At least five people died and more than 2,000, mostly United Methodists, are homeless after violence broke out between the Shomo, Jole and Wurkun people here in a dispute over harvesting fish from a pond.
Two United Methodist brothers were shot, another man was strangled and two people who fled to the bush starved to death. Gunshots were heard around 4 a.m. on April 21.
The home of the Rev. Benjamin Isa Dammare, pastor of the Didango charge of The United Methodist Church was burned down on April 24.
Bishop calls for calm
Bishop John Wesley Yohanna of the Nigeria Episcopal Area, condemned the killing and donated relief materials to the victims.
The crisis was uncalled for, said the bishop, who called the act “ungodly” and encouraged people not to seek revenge, since vengeance is of the Lord.
He encouraged them to pray and have faith in God so as to overcome the trials they are facing.

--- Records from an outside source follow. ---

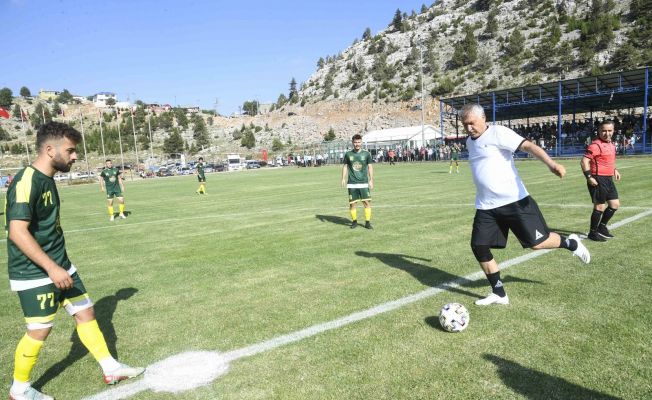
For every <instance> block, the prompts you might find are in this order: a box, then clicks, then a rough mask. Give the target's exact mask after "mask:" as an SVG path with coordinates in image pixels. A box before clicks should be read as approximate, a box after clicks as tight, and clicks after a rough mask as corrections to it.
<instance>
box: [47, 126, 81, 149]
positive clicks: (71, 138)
mask: <svg viewBox="0 0 652 400" xmlns="http://www.w3.org/2000/svg"><path fill="white" fill-rule="evenodd" d="M64 137H65V138H68V139H70V141H72V142H74V143H75V144H77V143H79V142H81V139H82V138H81V133H79V131H77V129H75V128H73V127H72V126H70V125H66V124H62V123H61V122H54V121H50V122H48V123H47V124H43V125H41V127H40V128H39V129H38V132H37V133H36V148H37V149H39V150H40V149H41V147H42V146H43V144H44V143H45V142H47V141H48V140H51V139H61V138H64Z"/></svg>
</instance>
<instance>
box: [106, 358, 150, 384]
mask: <svg viewBox="0 0 652 400" xmlns="http://www.w3.org/2000/svg"><path fill="white" fill-rule="evenodd" d="M143 372H145V368H139V367H130V366H128V365H127V364H122V363H121V364H120V367H119V368H118V369H116V370H115V371H111V373H109V374H104V383H106V384H107V385H115V384H116V383H118V382H120V381H124V380H125V379H129V378H135V377H137V376H138V375H141V374H142V373H143Z"/></svg>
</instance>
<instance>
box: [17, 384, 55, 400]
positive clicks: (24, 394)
mask: <svg viewBox="0 0 652 400" xmlns="http://www.w3.org/2000/svg"><path fill="white" fill-rule="evenodd" d="M9 400H54V397H50V396H48V395H47V394H43V393H41V392H39V391H38V390H36V389H34V388H33V387H31V386H30V387H28V388H27V390H25V391H24V392H23V393H20V394H16V393H12V392H11V390H10V391H9Z"/></svg>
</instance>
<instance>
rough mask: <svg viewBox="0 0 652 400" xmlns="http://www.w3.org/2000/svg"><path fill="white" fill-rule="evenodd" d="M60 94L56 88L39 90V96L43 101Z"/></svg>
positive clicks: (49, 99)
mask: <svg viewBox="0 0 652 400" xmlns="http://www.w3.org/2000/svg"><path fill="white" fill-rule="evenodd" d="M60 94H61V92H59V91H56V90H45V89H41V90H39V91H38V98H39V99H40V100H43V101H48V100H54V99H56V98H57V97H59V95H60Z"/></svg>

The leader of the Didango vigilante group, a group of volunteers that watch over the village and assist policemen and other security agencies in combating crime, accepted and thanked the church for the kind gesture. He also asked for any help that could be provided.
Eunice Iliya, the regional executive for West Africa for the United Methodist Board of Global Ministries, said the violence was not religious in nature, but instead was over ownership of a village fish pond. Iliya said the Shoma people attacked the Jole people and then the Wurkun joined in.
Salisu Babare said people started running for their lives when the gunfire erupted and the Shomo people went back for reinforcements, then burned houses and other properties in the village.
Yohanna George said the Shomo had modern weapons. Both Babare and George, who are members of the Didango, lost their homes and other belongings.
United Methodists among dead
A United Methodist youth minister, Gambo Babare, was shot to death along with his brother, Danjuma Babare, also a church member. Gambo Babare was checking on his relatives in Didango when the shooting occurred.
Housing, properties and grain worth millions of Naira, the Nigerian currency, has also been destroyed.
More than 2,000 people whose homes were destroyed have been scattered throughout neighboring villages, where they are living with help from churches and relatives. More than 250 houses and other properties were destroyed. Ninety percent of the people affected are members of The United Methodist Church.
Adamu Bambuka is communications director for the Southern Nigeria Annual Conference.